The social media analytics company announced this week that the collection of posts in its social media library had topped 500 billion, dating back to the company’s founding in 2008. Compared to the Library of Alexandria’s centuries of compiled knowledge, six years doesn’t seem like much, but Crimson Hexagon disagrees.

“We made an interesting and different decision to collect and store data from the beginning, and 2008 is a long time ago in the social media world,” says Elizabeth Breese, the company’s senior content and digital marketing strategist. “Using our library, in which all keywords are indexed, marketers have the ability to run market research analyses, using historical data to inform current campaigns.”

Residing in the library are posts from blogs, forums, consumer review sites, news sites, Facebook, Instagram, YouTube, Google+, and Sina Weibo. Since 2010, Crimson Hexagon has been indexing the full Twitter firehose.

The import of this collection is brought home by Crimson Hexagon client Richard Ng, who as VP of insights and intelligence at Edelman Digital maps out markets for clients and associates to help them build decision models that influence nearly all their actions in their industries.

“Having those half a trillion posts is incredibly unique. It gives us immediate access to marketing memory,” Ng says. “Instead of being myopically devoted to real time, we get to use hindsight to see how the world has actually changed. A lot of the software providers are focused on giving marketers data porn. But the data’s not important in some ways. It’s the contextualization into groups and categories that’s important.”

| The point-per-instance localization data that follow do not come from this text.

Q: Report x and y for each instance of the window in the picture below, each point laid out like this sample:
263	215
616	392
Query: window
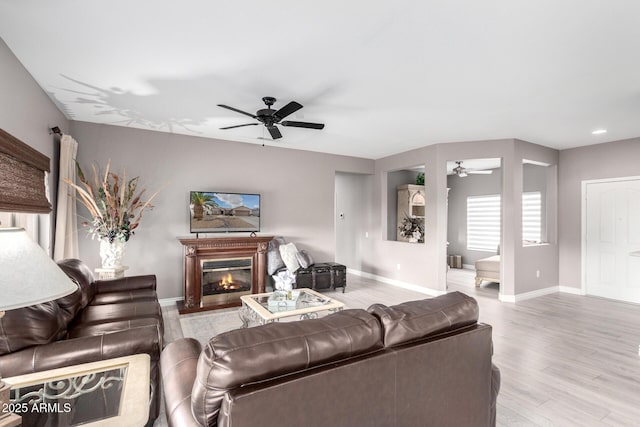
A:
483	223
532	217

Crimson Hexagon’s archival approach to social media analytics springs from the company’s beginnings in academia. The company’s Chief Scientist and Cofounder, Gary King, is a full professor in the Government Department at Harvard University and is the director of its Institute for Quantitative Social Science. Much of his work is based in nonparametric modeling that employs descriptive and inferential statistics along with the usual probability distributions. He studies what makes people vote based, not just on averages of their actions, but on how their belief systems make them vote differently at different times.

Ng provides a marketing corollary for nonparametric modeling. “Say I analyze historical posts and I find that people who are high frequency potato chip buyers always talk about going to the gym. They eat them after they work out,” he posits. “You’re starting to map out how people actually socialize. You’re going back to very traditional marketing theory, actually trying to reconcile these digital avatars to what people really want to do.”

Crimson Hexagon, says Breese, is still plumbing the depths of its library and will slowly introduce new features of its software. Earlier this year, it introduced Affinities, a feature that identifies audience interests and compares brand affinities to the interest segments of Twitter authors in general. It’s now working on developing further insight-generating analytics for audience segmentation and image processing. “We’re using our data library to build technologies that capture the trends within interest segments,” Breese says.

It’s also quickly adding to its social library collection. Crimson Hexagon currently indexes a billion new posts every two days.